Na frente da filha de apenas três anos, uma mulher teve o corpo queimado em Aparecida de Goiânia. A família identifica o companheiro da vítima, Raffael Castro da Silva, como autor do crime.
O episódio aconteceu na quarta-feira (28). Somente dois dias depois, na sexta-feira (30), a mãe da vítima, Pauliana Alves Guimarães, descobriu que a filha, Emilli Vitória Guimarães Lopes, estava internada em estado grave na UTI do Hospital Estadual de Urgências Governador Otávio Lage de Siqueira (Hugol). Imediatamente, Pauliana denunciou o caso e requereu uma medida protetiva, segundo documentos do Tribunal de Justiça de Goiás (TJ-GO).

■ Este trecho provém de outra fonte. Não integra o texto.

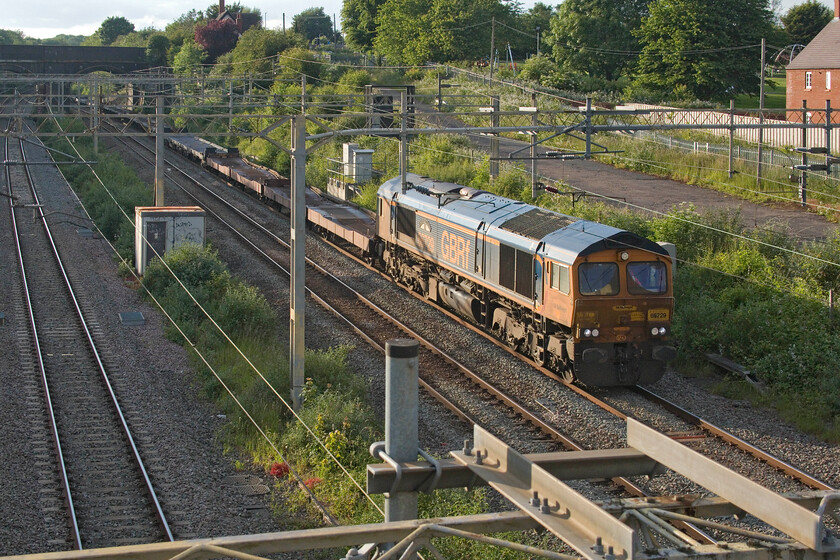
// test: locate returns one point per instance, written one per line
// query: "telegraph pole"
(492, 43)
(761, 114)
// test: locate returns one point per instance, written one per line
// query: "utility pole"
(159, 154)
(492, 43)
(761, 115)
(803, 176)
(297, 316)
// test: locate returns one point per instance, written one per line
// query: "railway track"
(108, 496)
(698, 429)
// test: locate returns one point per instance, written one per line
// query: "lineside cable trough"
(616, 529)
(621, 529)
(635, 528)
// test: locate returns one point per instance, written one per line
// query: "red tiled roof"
(822, 52)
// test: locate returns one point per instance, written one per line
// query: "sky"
(48, 18)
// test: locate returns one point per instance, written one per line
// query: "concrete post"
(588, 153)
(827, 137)
(159, 155)
(731, 137)
(403, 139)
(401, 406)
(94, 93)
(298, 239)
(534, 140)
(494, 139)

À Polícia Civil, a mãe contou que o suspeito, Raffael, justificou as queimaduras como um acidente doméstico. Ele teria dito que, enquanto preparava o janta, o álcool que usava para limpar a pia explodiu em chamas e atingiu Emilli. Raffael alegou ainda que colocou a vítima no chuveiro para conter o fogo e que ela própria pediu para ele ocultar o fato da família.
“Eles não me avisaram nada. Não me comunicaram nada. E eu fiquei sabendo tudo pela cunhada dela”, desabafou Pauliana.
No hospital, os avós paternos levaram a criança de três anos para uma lanchonete. A esposa do avô questionou a menina sobre o ocorrido. A resposta da neta, registrada no processo, foi direta: “Eu quero a mamãe. O papai jogou fogo na mamãe”.
O avô, Elton José Silva Lopes, detalhou: “Minha esposa perguntou o que tinha acontecido porque ele tinha falado para mim que ela tinha ficado na sala, no sofá. Falou pra mim que quase pegou fogo no sofá junto com a minha netinha. Aí minha netinha falou pra ela”.
Pauliana também revelou aos investigadores que a filha já tinha histórico de agressões por parte do companheiro. Emilli chegou a se refugiar na casa da mãe por alguns dias, mas optou por voltar e manter o relacionamento.
Até o fechamento desta reportagem, o Hugol não havia divulgado novas informações sobre o quadro de saúde da vítima.
As autoridades tratam o caso como violência doméstica. Dados do TJ-GO indicam que, até a última atualização, o suspeito não havia sido preso.